The prose colophon to "Lokasenna" has a summary of the same story, probably derived from Snorri; In this version, there is no mention of a brother named Váli, Nari is the brother who is killed, Narfi transforms into a wolf, and the connection is not explained. The name Narfi has often been changed to Váli to better conform to the Prose Edda account; for example in Guðni Jónsson's 1954 edition and in Henry Adams Bellows' 1923 English translation.

Snorri also names "Nari or Narfi" as the son of Loki and his wife Sigyn earlier in Gylfaginning, and lists "father of Nari" as a heiti for Loki in the Skáldskaparmál section of his work. In addition, Narfi is mentioned in the much earlier "Ynglingatal" of Þjóðólfr of Hvinir, where Hel is referred to by the kenning jóðís ulfs ok Narfa ("sister of the wolf [i.e. Fenrir] and Narfi"), and in the "Haustlöng", which may be by the same skald.

Narfi also occurs as a personal name.
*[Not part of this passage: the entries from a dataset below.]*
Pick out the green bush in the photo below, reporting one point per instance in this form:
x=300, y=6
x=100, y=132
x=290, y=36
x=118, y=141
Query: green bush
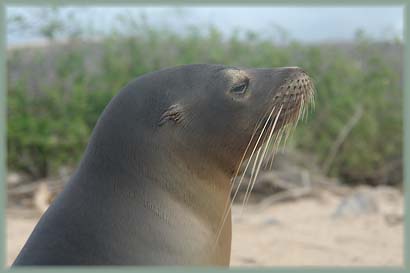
x=56, y=93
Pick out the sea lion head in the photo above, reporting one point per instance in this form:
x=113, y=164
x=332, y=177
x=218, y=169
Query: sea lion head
x=217, y=115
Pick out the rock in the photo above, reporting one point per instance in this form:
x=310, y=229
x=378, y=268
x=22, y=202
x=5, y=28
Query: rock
x=271, y=221
x=392, y=219
x=358, y=203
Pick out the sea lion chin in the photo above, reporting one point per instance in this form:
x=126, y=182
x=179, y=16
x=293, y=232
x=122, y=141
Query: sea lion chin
x=154, y=184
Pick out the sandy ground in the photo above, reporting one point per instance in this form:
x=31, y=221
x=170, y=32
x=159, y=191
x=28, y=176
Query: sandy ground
x=297, y=233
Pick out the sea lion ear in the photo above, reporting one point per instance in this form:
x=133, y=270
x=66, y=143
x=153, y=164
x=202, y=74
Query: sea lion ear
x=173, y=113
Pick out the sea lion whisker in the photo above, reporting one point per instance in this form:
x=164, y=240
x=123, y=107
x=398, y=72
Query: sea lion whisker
x=258, y=151
x=263, y=155
x=226, y=213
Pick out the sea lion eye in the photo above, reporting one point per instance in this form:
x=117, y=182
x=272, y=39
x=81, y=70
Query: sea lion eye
x=240, y=88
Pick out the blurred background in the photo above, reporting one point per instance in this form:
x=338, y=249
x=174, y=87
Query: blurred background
x=333, y=195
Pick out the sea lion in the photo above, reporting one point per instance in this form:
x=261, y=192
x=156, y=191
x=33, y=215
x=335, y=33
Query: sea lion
x=154, y=184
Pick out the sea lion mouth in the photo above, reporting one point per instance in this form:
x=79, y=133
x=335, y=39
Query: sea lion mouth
x=290, y=102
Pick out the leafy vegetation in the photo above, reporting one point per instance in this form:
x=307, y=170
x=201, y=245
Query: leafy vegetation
x=57, y=92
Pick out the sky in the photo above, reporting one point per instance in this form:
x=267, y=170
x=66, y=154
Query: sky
x=304, y=24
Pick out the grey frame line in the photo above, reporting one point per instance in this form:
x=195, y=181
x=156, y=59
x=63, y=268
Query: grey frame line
x=305, y=3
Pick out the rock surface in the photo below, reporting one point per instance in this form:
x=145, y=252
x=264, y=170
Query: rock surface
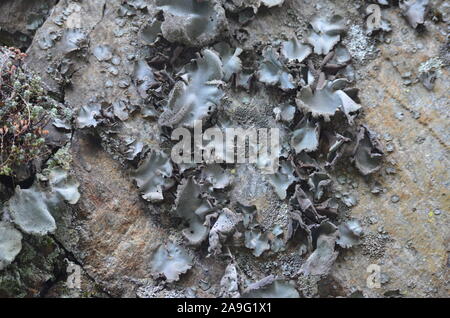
x=112, y=232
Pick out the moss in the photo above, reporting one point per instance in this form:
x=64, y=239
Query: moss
x=25, y=110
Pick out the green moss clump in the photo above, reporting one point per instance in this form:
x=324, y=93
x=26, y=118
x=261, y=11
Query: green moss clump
x=25, y=109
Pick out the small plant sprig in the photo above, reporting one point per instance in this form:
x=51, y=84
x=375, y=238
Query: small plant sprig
x=25, y=110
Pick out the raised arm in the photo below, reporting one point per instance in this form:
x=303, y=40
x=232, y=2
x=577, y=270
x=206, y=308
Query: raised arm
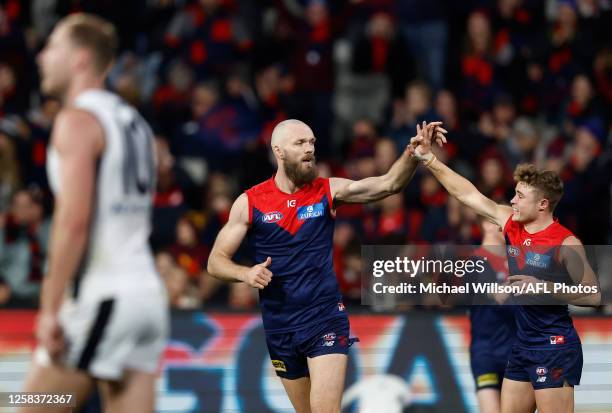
x=456, y=185
x=347, y=191
x=220, y=264
x=574, y=258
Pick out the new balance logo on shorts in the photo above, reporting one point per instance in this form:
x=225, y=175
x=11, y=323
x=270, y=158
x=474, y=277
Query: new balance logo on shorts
x=279, y=365
x=557, y=339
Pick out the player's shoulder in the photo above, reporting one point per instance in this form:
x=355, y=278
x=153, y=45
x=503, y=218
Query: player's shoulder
x=75, y=127
x=96, y=97
x=261, y=188
x=559, y=233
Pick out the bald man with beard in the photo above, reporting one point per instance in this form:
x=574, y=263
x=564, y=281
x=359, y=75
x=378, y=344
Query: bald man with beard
x=290, y=218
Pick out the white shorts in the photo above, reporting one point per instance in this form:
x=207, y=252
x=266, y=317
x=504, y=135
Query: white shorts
x=108, y=336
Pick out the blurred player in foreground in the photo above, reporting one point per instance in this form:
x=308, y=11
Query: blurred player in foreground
x=493, y=327
x=103, y=309
x=291, y=220
x=546, y=360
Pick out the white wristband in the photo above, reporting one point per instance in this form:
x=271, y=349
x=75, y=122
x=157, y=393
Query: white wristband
x=427, y=158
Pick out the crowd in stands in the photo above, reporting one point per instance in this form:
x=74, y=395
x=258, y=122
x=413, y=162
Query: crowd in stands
x=513, y=80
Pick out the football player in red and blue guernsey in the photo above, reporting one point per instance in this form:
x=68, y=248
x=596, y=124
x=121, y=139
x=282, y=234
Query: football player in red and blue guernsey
x=290, y=218
x=546, y=360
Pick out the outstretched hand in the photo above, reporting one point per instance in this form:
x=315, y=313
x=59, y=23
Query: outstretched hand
x=420, y=145
x=259, y=276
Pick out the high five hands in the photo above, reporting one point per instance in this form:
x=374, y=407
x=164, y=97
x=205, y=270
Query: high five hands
x=420, y=145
For example, a Norwegian bishop and king's counselor who died in 1304 was named Narve.

==Interpretations==
The picture is confused, making it uncertain whether Nari and Narfi are the same, and how he or they relate to the father of Nótt, the personification of night, who is also sometimes called Narfi. The name has been interpreted as meaning "narrow", but Rudolf Simek suggests that the association with Hel and the use of the same name for Nótt's father indicate that Narfi may have "originally [been] a demon of the dead" and that his name could be related to the Old Norse word nár, "corpse", which gave rise to Náströnd and Naglfar.